Humana oggi raccoglie e recupera oltre 20.000 tonnellate d’indumenti usati e rifiuti tessili grazie a 5.000 contenitori stradali posizionati in circa 1.200 comuni italiani. Di quei capi, il 70% è destinato al riutilizzo, sia attraverso una rete di negozi di moda vintage e second hand presenti a Milano, Torino e Roma, sia mediante l’invio di vestiti in Africa, mentre il 25% è destinato a riciclo e recupero. Una scelta di stile che è anche una scelta di campo.
CARTIERA FAVINI
E se a colazione poteste farvi una spremuta e poi scrivere i vostri appunti sugli scarti dell’arancia? Inizia così il racconto radiofonico che snocciola la storia della Cartiera Favini, nata nel 1736 e impegnata dagli anni ’90 nella ricerca di materie prime alternative alla cellulosa di albero e nell’uso creativo di materiali di scarto per la produzione di carta, ecopelle e abbigliamento tecnico-sportivo.
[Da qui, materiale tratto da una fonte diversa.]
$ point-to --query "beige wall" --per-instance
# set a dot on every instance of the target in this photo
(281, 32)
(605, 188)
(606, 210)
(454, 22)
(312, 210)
Residui e sottoprodotti di scarso valore derivanti da altre filiere vengono rivalorizzati come materia prima nobile e impiegati per la produzione di nuova carta, invece di essere conferiti in discarica o destinati all’incenerimento. C’è la Shiro Alga Carta, ricavata dalle alghe infestanti che mettono a rischio il fragile ecosistema della Laguna di Venezia; c’è Crush, la gamma di carta realizzata con sottoprodotti di lavorazioni agro-industriali – mandorle, nocciole, agrumi, caffè, mais, kiwi, lavanda, ciliegia, uva e olive – e poi c’è Remake, composta al 30% da cellulosa di riciclo post consumo certificata FSC e al 25% da fibra derivante dagli scarti di lavorazione del cuoio italiano. L’esperienza di Favini, che da decenni progetta e realizza carta di alto valore per la stampa e imballaggi per i prodotti realizzati da importanti gruppi internazionali del settore della moda e del design, dimostra che l’economia circolare è una prospettiva a portata anche della grande industria. Basta volerlo.
REWARE
La Società Cooperativa Reware è un’impresa sociale romana specializzata da dieci anni nel campo della riparazione e rigenerazione delle apparecchiature informatiche dismesse dalle aziende. Reware intercetta i computer prima che diventino prematuramente rifiuti, li disassembla e testa le componenti per ricostruire macchine ancora funzionanti. Nel solo 2015 ne ha rigenerate quasi 6 tonnellate. Valorizzare i beni elettronici attraverso processi di riutilizzo consente ai computer di passare da una media di quattro anni di vita ad otto, dimezzando l’impatto ambientale imputabile ai rifiuti generati. Anche gli scarti di lavorazione vengono separati con cura e venduti ad aziende specializzate nella trasformazione delle componenti elettroniche in materia prima seconda. I lavoratori della cooperativa collaborano inoltre da anni con attori del terzo settore partecipando a progetti di cooperazione in Africa, realizzando workshop internazionali per aspiranti operatori del settore, organizzando corsi agli operatori del sociale della Provincia di Roma e seminari per migranti, nelle scuole e nel carcere minorile di Casal Del Marmo.